2014 People’s Climate March

People's Climate March 2014
The People's Climate March 2014, brought together hundreds of thousands of people for strong action on climate change.

The climate movement convened its largest single event on 21 September 2014, when it mobilized 400,000 activists in New York during the People’s Climate March (plus several thousands more in other cities), organized by the People's Climate Movement, to demand a climate action from the global leaders gathered for the 2014 UN Climate Summit.

Fossil Fuel Divestment

The Fossil Fuel Divestment movement calls for colleges and universities, as well as cities, states, religious institutions, and pension funds to withdraw their investments from fossil fuel companies. 350.org launched their Go Fossil Free campaign in 2012 with Bill McKibben's "Do The Math" speaking tour around the country. 350.org explains that the reasoning behind this campaign is simple: "If it is wrong to wreck the climate, then it is wrong to profit from that wreckage." The Fossil Fuel Divestment movement escalated tactics in the spring of 2015, with 19 students arrested at Yale University, a week-long blockade of Harvard University's administrative buildings, a 70-student sit-in at Tulane University, and other arrestable actions.

Climate Mobilization

Since 2014, growing portions of the climate movement, especially in the United States have been organizing for an international economic response to climate change on the scale of the mobilization of the American home front during World War II, with the goal of rapidly slashing carbon emissions and transitioning to 100% clean energy faster than the free market is likely to allow.

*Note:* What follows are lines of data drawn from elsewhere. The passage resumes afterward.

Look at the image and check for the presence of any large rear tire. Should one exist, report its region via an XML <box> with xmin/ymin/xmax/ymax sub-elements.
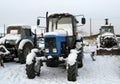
<box><xmin>18</xmin><ymin>42</ymin><xmax>33</xmax><ymax>64</ymax></box>
<box><xmin>67</xmin><ymin>62</ymin><xmax>78</xmax><ymax>81</ymax></box>
<box><xmin>26</xmin><ymin>63</ymin><xmax>35</xmax><ymax>79</ymax></box>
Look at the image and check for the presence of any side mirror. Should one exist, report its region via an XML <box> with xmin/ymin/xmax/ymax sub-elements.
<box><xmin>81</xmin><ymin>17</ymin><xmax>86</xmax><ymax>24</ymax></box>
<box><xmin>37</xmin><ymin>19</ymin><xmax>40</xmax><ymax>26</ymax></box>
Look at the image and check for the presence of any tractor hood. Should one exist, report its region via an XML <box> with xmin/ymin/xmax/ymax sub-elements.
<box><xmin>101</xmin><ymin>32</ymin><xmax>115</xmax><ymax>37</ymax></box>
<box><xmin>44</xmin><ymin>30</ymin><xmax>68</xmax><ymax>36</ymax></box>
<box><xmin>0</xmin><ymin>34</ymin><xmax>21</xmax><ymax>44</ymax></box>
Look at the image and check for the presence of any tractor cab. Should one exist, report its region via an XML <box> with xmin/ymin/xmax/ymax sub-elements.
<box><xmin>37</xmin><ymin>13</ymin><xmax>85</xmax><ymax>56</ymax></box>
<box><xmin>100</xmin><ymin>25</ymin><xmax>114</xmax><ymax>34</ymax></box>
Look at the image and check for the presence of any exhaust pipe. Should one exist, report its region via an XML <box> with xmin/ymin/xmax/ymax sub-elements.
<box><xmin>105</xmin><ymin>18</ymin><xmax>108</xmax><ymax>25</ymax></box>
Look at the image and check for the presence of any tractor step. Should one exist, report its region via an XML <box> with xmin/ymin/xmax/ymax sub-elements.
<box><xmin>96</xmin><ymin>49</ymin><xmax>120</xmax><ymax>55</ymax></box>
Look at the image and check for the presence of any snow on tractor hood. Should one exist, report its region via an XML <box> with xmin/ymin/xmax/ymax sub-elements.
<box><xmin>44</xmin><ymin>30</ymin><xmax>68</xmax><ymax>36</ymax></box>
<box><xmin>101</xmin><ymin>32</ymin><xmax>115</xmax><ymax>37</ymax></box>
<box><xmin>0</xmin><ymin>34</ymin><xmax>21</xmax><ymax>44</ymax></box>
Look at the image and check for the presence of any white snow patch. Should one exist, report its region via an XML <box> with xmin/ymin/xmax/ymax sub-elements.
<box><xmin>31</xmin><ymin>48</ymin><xmax>40</xmax><ymax>53</ymax></box>
<box><xmin>44</xmin><ymin>30</ymin><xmax>67</xmax><ymax>36</ymax></box>
<box><xmin>0</xmin><ymin>46</ymin><xmax>120</xmax><ymax>84</ymax></box>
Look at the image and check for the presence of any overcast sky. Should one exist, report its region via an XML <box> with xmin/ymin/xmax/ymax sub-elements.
<box><xmin>0</xmin><ymin>0</ymin><xmax>120</xmax><ymax>33</ymax></box>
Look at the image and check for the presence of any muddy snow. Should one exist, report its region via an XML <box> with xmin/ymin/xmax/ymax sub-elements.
<box><xmin>0</xmin><ymin>45</ymin><xmax>120</xmax><ymax>84</ymax></box>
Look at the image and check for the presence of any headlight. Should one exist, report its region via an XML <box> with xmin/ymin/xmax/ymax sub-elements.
<box><xmin>45</xmin><ymin>49</ymin><xmax>49</xmax><ymax>53</ymax></box>
<box><xmin>53</xmin><ymin>48</ymin><xmax>57</xmax><ymax>53</ymax></box>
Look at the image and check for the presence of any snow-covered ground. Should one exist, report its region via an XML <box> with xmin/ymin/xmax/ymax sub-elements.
<box><xmin>0</xmin><ymin>46</ymin><xmax>120</xmax><ymax>84</ymax></box>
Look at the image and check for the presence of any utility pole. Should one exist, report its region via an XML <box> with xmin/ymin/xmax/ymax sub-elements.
<box><xmin>4</xmin><ymin>24</ymin><xmax>5</xmax><ymax>36</ymax></box>
<box><xmin>90</xmin><ymin>18</ymin><xmax>92</xmax><ymax>36</ymax></box>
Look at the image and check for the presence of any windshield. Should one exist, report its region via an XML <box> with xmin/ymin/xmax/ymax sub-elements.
<box><xmin>7</xmin><ymin>26</ymin><xmax>21</xmax><ymax>34</ymax></box>
<box><xmin>100</xmin><ymin>26</ymin><xmax>114</xmax><ymax>34</ymax></box>
<box><xmin>48</xmin><ymin>17</ymin><xmax>73</xmax><ymax>36</ymax></box>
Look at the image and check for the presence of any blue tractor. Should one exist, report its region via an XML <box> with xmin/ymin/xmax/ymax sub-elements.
<box><xmin>26</xmin><ymin>13</ymin><xmax>85</xmax><ymax>81</ymax></box>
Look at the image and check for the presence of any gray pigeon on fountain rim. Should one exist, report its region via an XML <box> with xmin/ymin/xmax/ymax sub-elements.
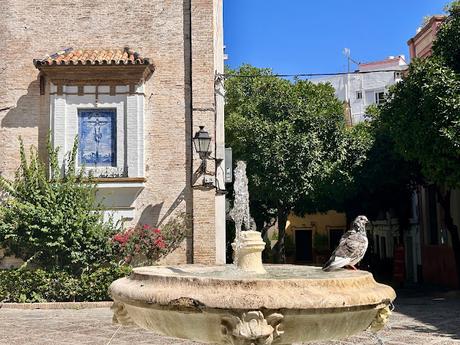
<box><xmin>323</xmin><ymin>216</ymin><xmax>369</xmax><ymax>272</ymax></box>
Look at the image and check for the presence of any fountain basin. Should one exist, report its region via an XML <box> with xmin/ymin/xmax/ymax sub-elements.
<box><xmin>110</xmin><ymin>265</ymin><xmax>396</xmax><ymax>345</ymax></box>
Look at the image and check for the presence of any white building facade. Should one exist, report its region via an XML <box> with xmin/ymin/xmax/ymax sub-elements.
<box><xmin>311</xmin><ymin>55</ymin><xmax>408</xmax><ymax>125</ymax></box>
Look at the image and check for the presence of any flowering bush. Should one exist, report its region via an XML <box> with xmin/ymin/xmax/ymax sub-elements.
<box><xmin>112</xmin><ymin>214</ymin><xmax>187</xmax><ymax>265</ymax></box>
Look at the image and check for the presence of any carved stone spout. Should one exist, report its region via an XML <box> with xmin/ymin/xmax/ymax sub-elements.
<box><xmin>222</xmin><ymin>311</ymin><xmax>283</xmax><ymax>345</ymax></box>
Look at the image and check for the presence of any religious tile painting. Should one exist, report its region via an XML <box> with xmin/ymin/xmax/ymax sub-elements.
<box><xmin>78</xmin><ymin>109</ymin><xmax>116</xmax><ymax>167</ymax></box>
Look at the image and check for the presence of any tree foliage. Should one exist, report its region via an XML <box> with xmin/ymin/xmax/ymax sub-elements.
<box><xmin>344</xmin><ymin>106</ymin><xmax>420</xmax><ymax>235</ymax></box>
<box><xmin>0</xmin><ymin>141</ymin><xmax>116</xmax><ymax>273</ymax></box>
<box><xmin>225</xmin><ymin>65</ymin><xmax>363</xmax><ymax>261</ymax></box>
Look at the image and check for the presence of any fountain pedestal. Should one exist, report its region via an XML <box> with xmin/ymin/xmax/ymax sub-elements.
<box><xmin>232</xmin><ymin>231</ymin><xmax>267</xmax><ymax>274</ymax></box>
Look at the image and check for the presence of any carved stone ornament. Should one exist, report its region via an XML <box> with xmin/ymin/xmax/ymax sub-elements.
<box><xmin>110</xmin><ymin>302</ymin><xmax>134</xmax><ymax>326</ymax></box>
<box><xmin>369</xmin><ymin>306</ymin><xmax>391</xmax><ymax>332</ymax></box>
<box><xmin>221</xmin><ymin>311</ymin><xmax>284</xmax><ymax>345</ymax></box>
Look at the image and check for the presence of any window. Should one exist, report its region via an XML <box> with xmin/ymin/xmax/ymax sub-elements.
<box><xmin>78</xmin><ymin>109</ymin><xmax>117</xmax><ymax>167</ymax></box>
<box><xmin>375</xmin><ymin>92</ymin><xmax>385</xmax><ymax>104</ymax></box>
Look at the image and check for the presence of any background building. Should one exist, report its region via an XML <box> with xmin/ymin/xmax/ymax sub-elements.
<box><xmin>407</xmin><ymin>15</ymin><xmax>460</xmax><ymax>287</ymax></box>
<box><xmin>0</xmin><ymin>0</ymin><xmax>225</xmax><ymax>263</ymax></box>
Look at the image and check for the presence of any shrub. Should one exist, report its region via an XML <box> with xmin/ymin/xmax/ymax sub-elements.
<box><xmin>112</xmin><ymin>213</ymin><xmax>187</xmax><ymax>265</ymax></box>
<box><xmin>0</xmin><ymin>264</ymin><xmax>131</xmax><ymax>303</ymax></box>
<box><xmin>0</xmin><ymin>141</ymin><xmax>116</xmax><ymax>275</ymax></box>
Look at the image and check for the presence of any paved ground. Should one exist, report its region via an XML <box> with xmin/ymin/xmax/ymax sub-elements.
<box><xmin>0</xmin><ymin>296</ymin><xmax>460</xmax><ymax>345</ymax></box>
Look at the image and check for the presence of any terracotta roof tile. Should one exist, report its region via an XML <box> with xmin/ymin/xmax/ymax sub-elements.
<box><xmin>34</xmin><ymin>47</ymin><xmax>150</xmax><ymax>67</ymax></box>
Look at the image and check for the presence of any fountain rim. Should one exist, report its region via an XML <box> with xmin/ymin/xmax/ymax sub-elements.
<box><xmin>128</xmin><ymin>264</ymin><xmax>375</xmax><ymax>283</ymax></box>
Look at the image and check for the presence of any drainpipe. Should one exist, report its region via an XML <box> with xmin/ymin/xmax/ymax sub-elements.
<box><xmin>183</xmin><ymin>0</ymin><xmax>194</xmax><ymax>263</ymax></box>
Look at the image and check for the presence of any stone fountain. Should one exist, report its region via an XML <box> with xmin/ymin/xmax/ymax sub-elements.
<box><xmin>110</xmin><ymin>162</ymin><xmax>396</xmax><ymax>345</ymax></box>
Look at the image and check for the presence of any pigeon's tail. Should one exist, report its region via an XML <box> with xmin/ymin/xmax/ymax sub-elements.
<box><xmin>323</xmin><ymin>256</ymin><xmax>350</xmax><ymax>272</ymax></box>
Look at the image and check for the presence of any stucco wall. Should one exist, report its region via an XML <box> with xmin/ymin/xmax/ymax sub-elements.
<box><xmin>0</xmin><ymin>0</ymin><xmax>224</xmax><ymax>263</ymax></box>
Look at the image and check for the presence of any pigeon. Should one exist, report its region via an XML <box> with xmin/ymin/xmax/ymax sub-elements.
<box><xmin>323</xmin><ymin>216</ymin><xmax>369</xmax><ymax>272</ymax></box>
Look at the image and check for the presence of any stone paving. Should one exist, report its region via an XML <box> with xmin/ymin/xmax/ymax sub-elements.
<box><xmin>0</xmin><ymin>296</ymin><xmax>460</xmax><ymax>345</ymax></box>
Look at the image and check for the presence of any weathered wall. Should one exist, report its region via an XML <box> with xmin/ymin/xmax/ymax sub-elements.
<box><xmin>0</xmin><ymin>0</ymin><xmax>224</xmax><ymax>262</ymax></box>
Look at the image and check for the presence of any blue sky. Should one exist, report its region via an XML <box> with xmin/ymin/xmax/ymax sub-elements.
<box><xmin>224</xmin><ymin>0</ymin><xmax>449</xmax><ymax>74</ymax></box>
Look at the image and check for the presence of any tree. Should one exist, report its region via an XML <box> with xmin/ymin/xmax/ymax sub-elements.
<box><xmin>380</xmin><ymin>2</ymin><xmax>460</xmax><ymax>279</ymax></box>
<box><xmin>225</xmin><ymin>65</ymin><xmax>362</xmax><ymax>262</ymax></box>
<box><xmin>344</xmin><ymin>106</ymin><xmax>420</xmax><ymax>240</ymax></box>
<box><xmin>0</xmin><ymin>141</ymin><xmax>117</xmax><ymax>274</ymax></box>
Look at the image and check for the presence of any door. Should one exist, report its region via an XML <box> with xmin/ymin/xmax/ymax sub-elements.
<box><xmin>295</xmin><ymin>230</ymin><xmax>313</xmax><ymax>262</ymax></box>
<box><xmin>329</xmin><ymin>229</ymin><xmax>344</xmax><ymax>250</ymax></box>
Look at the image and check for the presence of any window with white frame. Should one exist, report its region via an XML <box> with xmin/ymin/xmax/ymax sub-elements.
<box><xmin>50</xmin><ymin>84</ymin><xmax>144</xmax><ymax>178</ymax></box>
<box><xmin>78</xmin><ymin>108</ymin><xmax>117</xmax><ymax>167</ymax></box>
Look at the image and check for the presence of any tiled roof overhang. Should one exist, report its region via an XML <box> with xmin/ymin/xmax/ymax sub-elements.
<box><xmin>33</xmin><ymin>47</ymin><xmax>155</xmax><ymax>84</ymax></box>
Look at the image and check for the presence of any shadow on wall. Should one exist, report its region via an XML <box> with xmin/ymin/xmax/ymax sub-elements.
<box><xmin>0</xmin><ymin>79</ymin><xmax>49</xmax><ymax>159</ymax></box>
<box><xmin>393</xmin><ymin>290</ymin><xmax>460</xmax><ymax>344</ymax></box>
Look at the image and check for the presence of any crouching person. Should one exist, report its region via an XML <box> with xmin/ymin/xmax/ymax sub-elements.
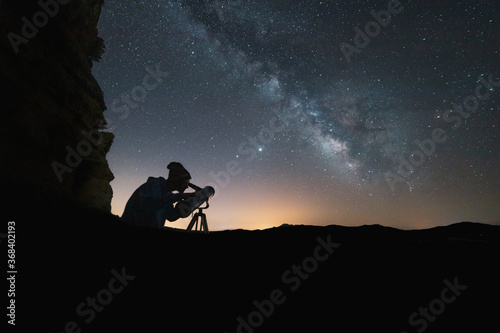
<box><xmin>122</xmin><ymin>162</ymin><xmax>196</xmax><ymax>228</ymax></box>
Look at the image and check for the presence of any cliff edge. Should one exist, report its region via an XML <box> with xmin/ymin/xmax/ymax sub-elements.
<box><xmin>0</xmin><ymin>0</ymin><xmax>114</xmax><ymax>211</ymax></box>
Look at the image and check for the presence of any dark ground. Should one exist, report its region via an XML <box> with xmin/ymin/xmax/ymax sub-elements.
<box><xmin>2</xmin><ymin>208</ymin><xmax>500</xmax><ymax>333</ymax></box>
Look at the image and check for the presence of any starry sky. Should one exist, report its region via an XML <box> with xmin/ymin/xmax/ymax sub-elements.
<box><xmin>93</xmin><ymin>0</ymin><xmax>500</xmax><ymax>230</ymax></box>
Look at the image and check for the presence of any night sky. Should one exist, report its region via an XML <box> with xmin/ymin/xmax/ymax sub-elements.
<box><xmin>93</xmin><ymin>0</ymin><xmax>500</xmax><ymax>230</ymax></box>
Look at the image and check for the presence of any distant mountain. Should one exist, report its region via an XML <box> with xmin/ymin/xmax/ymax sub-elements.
<box><xmin>18</xmin><ymin>208</ymin><xmax>500</xmax><ymax>333</ymax></box>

Throughout 2015 and 2016, The Climate Mobilization led grassroots campaigns in the U.S. for this scale of ambition, and in July 2016, activists succeeded in getting text adopted into the Democratic Party's national platform calling for WWII-scale climate mobilization. In August 2015, environmentalist Bill McKibben published an article in the New Republic rallying Americans to "declare war on climate change."

School strikes for climate

Since August 2018, inspired by Greta Thunberg, children and students in at least 270 cities took part in school strikes for climate.

Roles of other movements

The climate movement is closely connected to other parts of the environmental movement, in particular groups aiming for a sustainable society and sustainable energy. Also the faith community has been active in the climate movement, both at an interfaith level (such as in Our Voices) and at the specific level of each denomination (such as the Global Catholic Climate Movement).

What can work in climate campaigns

Three approaches may be useful in climatic campaigns:

  • the provision of information,
  • framing of information about aspects of global climate change, and
  • challenging the terms of political debates.

All three of these approaches can be easily implemented in climate campaigns aimed at the general public. The information about the impacts of global climate change plays a role in forming climatic beliefs, attitude and behavior, while the effects of other approaches (e.g. provision of information about solutions to GCC, consensus framing, use of mechanistic information) is yet mostly unknown. The third approach is to create space for discussions that move beyond questions of economic interests that often dominate political debates to emphasize ecological values and grass-roots democracy. This has been argued to be crucial to bringing about more significant structural change.